How To Make Better Beauty Choices
Sustainability in all forms is crucial for both consumers and companies to practice if we want to stave off the environmental havoc wreaked in centuries past. But, as our experts mentioned, it’s not easy for us to look at a label and know that a company is using sustainable methods. So, how do you make sure you are being responsible? Unfortunately, it’s not a full-proof practice as most often it requires companies to be transparent about how their products are sourced and made—something that isn’t required or regulated at the moment. The best thing you can do right now, says Davis, is ask questions of the brands and retailers you buy from.
“We need more education and attention in this gray area of ‘clean’ beauty," she explains. "If we care about sustainability—and we should—we have to ask a lot of hard questions about the supply chain. There are going to be gaps [of information], but that doesn’t mean we shouldn’t be asking. We need more honesty and transparency on how things are grown and harvested or made in a lab.” For its part, Credo has guidance for all 130 of the brands they stock to help them ask those questions so that consumers know the fundamentals of how a product is sourced, manufactured, and created.
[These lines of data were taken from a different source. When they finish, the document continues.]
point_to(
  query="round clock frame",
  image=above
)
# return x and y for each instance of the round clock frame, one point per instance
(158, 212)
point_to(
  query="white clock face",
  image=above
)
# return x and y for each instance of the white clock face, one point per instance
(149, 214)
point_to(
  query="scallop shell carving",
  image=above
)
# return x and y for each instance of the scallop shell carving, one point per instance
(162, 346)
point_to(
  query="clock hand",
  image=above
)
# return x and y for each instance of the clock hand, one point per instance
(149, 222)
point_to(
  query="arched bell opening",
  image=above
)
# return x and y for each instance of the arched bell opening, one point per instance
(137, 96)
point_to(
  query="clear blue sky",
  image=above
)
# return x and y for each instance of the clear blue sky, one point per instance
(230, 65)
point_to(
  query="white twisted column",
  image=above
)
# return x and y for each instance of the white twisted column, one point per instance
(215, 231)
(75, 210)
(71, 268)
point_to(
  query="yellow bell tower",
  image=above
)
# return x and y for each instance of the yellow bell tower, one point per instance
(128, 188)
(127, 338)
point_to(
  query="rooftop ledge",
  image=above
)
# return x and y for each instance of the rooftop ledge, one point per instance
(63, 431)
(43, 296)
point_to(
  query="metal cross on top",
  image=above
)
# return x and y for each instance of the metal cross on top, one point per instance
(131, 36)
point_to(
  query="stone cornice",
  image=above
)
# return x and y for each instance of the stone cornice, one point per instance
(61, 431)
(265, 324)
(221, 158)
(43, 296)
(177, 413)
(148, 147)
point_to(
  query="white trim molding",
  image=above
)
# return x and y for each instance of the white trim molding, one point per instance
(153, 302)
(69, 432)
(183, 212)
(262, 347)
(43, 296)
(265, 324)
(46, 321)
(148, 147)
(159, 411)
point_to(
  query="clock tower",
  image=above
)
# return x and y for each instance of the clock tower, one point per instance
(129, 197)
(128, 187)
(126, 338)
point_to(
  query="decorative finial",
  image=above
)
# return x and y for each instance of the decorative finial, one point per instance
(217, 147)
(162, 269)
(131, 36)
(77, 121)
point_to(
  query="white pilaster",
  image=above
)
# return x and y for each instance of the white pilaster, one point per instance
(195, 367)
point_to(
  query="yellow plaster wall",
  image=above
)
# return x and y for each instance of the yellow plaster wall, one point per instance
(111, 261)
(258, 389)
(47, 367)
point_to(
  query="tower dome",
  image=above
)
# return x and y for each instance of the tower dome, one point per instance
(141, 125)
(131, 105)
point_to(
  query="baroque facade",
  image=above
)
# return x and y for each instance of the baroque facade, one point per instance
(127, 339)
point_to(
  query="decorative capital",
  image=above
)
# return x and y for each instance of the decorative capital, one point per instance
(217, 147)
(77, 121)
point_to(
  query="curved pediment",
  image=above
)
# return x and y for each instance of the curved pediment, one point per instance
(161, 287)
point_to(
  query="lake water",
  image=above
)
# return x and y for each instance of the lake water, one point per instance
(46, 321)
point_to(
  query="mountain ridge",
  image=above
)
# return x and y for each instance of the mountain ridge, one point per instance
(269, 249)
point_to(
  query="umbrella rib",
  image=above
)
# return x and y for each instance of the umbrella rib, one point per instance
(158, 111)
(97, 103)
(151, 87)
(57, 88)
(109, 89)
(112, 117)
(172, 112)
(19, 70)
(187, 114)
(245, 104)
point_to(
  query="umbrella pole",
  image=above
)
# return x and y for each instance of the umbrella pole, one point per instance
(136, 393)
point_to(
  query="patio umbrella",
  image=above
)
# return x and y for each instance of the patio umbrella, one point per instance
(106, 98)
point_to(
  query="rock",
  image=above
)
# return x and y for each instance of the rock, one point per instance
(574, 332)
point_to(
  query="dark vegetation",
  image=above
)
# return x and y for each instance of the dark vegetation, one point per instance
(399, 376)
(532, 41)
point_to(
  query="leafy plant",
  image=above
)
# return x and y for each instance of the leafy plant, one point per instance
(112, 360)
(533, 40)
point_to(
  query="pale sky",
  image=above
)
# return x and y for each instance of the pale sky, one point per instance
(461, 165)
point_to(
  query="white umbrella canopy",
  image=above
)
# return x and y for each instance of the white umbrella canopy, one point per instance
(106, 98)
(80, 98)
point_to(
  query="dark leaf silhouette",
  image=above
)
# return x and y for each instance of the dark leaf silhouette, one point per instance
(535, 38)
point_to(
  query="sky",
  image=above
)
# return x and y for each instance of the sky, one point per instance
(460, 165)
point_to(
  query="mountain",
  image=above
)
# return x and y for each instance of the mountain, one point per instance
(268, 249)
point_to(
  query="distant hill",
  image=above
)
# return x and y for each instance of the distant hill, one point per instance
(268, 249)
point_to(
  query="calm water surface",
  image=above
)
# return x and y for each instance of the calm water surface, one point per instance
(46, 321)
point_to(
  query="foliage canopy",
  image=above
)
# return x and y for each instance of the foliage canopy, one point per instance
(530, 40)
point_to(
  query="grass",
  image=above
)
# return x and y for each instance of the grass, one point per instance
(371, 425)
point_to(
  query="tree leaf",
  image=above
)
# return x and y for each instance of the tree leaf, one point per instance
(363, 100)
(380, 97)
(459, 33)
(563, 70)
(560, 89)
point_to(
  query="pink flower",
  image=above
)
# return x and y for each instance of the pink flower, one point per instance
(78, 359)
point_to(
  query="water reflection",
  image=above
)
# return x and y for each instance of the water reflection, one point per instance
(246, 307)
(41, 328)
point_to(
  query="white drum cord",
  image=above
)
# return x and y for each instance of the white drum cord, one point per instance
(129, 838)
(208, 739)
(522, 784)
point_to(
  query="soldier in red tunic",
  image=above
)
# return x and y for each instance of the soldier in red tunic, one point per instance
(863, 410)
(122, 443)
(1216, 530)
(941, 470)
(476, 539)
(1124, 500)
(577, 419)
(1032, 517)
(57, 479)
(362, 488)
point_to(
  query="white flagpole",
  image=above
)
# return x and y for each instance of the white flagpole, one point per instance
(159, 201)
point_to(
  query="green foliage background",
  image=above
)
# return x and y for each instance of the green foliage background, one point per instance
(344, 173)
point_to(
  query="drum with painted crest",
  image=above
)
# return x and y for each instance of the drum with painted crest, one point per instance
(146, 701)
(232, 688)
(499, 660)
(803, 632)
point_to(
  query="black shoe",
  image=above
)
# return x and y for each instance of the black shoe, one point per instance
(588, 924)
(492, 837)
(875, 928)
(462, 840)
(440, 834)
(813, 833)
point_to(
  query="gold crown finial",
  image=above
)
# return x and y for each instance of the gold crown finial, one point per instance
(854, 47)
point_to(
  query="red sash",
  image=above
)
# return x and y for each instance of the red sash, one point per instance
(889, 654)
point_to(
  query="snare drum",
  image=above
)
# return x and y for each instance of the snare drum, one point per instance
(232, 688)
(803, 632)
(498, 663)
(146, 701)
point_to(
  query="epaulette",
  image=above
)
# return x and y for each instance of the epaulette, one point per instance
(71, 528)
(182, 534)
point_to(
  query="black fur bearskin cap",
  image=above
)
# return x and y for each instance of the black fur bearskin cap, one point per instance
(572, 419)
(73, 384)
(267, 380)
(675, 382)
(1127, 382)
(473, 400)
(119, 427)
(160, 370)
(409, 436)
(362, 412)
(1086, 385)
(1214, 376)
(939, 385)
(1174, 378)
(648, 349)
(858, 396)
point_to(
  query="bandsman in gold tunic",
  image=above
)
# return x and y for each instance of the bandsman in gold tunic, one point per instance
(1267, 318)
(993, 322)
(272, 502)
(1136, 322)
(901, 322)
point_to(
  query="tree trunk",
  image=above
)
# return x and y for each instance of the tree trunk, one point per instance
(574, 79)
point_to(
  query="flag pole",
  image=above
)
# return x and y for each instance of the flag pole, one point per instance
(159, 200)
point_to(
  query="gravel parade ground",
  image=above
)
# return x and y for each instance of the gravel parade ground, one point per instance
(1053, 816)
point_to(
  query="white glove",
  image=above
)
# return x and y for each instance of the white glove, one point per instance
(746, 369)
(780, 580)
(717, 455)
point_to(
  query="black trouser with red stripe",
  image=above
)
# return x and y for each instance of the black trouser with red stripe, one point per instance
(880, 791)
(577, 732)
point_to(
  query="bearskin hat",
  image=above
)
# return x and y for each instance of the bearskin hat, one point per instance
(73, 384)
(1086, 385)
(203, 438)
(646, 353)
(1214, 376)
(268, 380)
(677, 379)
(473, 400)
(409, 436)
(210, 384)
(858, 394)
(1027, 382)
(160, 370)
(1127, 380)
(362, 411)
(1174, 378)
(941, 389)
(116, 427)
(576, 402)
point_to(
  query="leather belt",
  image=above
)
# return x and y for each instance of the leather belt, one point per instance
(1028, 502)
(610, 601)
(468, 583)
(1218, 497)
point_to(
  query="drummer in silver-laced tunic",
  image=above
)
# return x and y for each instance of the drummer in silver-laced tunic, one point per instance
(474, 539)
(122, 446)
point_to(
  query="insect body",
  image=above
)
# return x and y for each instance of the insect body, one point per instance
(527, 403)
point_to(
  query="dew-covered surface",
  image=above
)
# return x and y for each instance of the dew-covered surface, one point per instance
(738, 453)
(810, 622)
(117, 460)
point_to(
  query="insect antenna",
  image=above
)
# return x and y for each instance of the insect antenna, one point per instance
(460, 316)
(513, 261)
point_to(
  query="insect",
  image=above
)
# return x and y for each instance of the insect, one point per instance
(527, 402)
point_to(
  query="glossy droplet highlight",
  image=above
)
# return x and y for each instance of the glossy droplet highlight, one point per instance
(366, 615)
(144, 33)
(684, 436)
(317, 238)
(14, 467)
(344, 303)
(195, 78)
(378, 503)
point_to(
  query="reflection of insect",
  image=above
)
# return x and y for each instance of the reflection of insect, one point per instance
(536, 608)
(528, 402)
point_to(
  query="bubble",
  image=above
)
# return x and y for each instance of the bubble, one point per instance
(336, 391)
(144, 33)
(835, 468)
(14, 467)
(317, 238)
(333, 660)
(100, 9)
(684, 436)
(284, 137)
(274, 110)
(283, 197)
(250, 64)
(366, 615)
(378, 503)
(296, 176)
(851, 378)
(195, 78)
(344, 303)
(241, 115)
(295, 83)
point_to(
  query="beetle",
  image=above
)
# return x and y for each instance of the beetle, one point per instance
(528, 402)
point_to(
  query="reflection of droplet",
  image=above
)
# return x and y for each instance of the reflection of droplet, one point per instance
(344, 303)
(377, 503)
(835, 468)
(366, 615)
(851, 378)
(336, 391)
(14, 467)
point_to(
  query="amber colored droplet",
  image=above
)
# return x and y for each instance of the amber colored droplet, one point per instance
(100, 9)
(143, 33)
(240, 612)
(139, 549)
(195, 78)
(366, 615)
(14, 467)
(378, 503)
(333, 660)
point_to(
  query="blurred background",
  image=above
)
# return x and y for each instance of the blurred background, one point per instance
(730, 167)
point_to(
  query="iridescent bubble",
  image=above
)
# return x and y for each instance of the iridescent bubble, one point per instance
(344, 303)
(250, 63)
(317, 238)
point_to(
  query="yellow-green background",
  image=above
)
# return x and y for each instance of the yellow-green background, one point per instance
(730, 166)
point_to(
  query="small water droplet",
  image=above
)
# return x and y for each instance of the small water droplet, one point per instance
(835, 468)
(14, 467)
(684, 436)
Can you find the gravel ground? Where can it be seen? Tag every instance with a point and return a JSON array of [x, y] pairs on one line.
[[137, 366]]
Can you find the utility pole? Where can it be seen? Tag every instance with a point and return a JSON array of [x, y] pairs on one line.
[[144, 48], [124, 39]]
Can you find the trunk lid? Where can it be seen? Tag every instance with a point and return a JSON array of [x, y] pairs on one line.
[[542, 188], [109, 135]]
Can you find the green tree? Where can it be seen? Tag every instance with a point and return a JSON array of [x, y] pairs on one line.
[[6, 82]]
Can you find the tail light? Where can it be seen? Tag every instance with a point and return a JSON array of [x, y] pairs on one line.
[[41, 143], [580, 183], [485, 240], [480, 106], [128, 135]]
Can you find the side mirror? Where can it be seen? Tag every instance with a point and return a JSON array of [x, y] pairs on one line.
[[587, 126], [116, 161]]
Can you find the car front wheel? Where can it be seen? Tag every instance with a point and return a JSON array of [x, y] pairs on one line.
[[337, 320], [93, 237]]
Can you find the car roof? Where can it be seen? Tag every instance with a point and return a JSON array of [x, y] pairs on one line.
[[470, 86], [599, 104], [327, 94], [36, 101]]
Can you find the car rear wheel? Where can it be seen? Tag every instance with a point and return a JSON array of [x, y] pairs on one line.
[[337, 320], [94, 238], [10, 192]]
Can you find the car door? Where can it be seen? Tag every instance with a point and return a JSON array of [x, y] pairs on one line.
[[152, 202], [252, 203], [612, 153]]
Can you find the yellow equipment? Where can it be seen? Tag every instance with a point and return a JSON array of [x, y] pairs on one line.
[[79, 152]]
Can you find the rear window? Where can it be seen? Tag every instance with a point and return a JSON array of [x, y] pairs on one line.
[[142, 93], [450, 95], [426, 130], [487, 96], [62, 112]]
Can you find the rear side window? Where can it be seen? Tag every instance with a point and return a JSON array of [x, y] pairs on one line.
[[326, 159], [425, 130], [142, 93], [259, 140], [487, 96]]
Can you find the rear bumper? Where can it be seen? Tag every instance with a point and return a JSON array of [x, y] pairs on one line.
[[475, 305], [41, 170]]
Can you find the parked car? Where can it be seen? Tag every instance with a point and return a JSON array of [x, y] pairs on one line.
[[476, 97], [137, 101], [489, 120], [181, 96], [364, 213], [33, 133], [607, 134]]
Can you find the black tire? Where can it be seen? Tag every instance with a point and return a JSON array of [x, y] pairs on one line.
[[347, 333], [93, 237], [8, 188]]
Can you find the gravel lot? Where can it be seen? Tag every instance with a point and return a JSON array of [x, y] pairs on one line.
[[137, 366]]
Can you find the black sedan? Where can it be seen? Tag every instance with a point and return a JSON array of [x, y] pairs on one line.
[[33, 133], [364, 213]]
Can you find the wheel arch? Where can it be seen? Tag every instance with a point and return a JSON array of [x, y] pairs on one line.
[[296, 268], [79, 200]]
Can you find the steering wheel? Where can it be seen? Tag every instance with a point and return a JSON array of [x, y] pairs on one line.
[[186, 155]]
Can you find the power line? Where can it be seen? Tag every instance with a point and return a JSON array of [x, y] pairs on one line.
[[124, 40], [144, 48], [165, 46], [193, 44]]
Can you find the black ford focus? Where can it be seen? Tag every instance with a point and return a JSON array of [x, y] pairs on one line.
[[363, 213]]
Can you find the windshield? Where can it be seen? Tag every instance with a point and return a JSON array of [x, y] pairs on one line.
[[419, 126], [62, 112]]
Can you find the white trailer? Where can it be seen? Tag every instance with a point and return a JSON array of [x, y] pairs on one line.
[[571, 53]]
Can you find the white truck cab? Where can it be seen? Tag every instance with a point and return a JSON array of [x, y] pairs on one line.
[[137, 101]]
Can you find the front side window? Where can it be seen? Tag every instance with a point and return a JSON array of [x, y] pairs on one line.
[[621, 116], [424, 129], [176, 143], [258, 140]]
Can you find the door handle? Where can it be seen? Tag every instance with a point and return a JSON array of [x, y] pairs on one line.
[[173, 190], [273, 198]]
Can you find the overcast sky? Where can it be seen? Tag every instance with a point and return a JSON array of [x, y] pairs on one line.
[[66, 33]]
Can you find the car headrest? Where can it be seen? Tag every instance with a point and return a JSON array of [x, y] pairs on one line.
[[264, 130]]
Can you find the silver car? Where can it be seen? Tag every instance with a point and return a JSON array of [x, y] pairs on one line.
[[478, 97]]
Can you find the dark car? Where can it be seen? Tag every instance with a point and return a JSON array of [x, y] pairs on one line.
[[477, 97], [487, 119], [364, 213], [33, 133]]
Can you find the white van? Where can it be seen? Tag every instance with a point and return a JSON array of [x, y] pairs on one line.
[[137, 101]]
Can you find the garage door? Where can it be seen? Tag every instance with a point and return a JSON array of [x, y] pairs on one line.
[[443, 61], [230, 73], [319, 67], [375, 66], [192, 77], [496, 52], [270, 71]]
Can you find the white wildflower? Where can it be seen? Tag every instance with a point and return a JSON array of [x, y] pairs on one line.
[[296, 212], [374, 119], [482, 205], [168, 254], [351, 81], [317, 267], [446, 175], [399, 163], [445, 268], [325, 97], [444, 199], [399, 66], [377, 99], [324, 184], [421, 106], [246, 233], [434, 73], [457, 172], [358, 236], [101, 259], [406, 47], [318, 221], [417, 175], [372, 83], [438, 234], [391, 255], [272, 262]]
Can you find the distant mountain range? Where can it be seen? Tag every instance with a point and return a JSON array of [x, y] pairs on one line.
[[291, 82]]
“There is a line between natural, naturally derived, and synthetic — and I think each of them have their pros and cons,” adds Dossa. “It’s dangerous to draw a hard and fast line that you only want natural. Each one of those can sometimes contribute to improving sustainability, or it can be a detriment. I think it really has to be looked at on a case-by-case basis.”
In other words, if you really want to adapt a more sustainable beauty routine, do your homework and remember that sometimes the best option for the environment might not be the one that comes from the earth, but rather is created or improved on by scientists in a lab.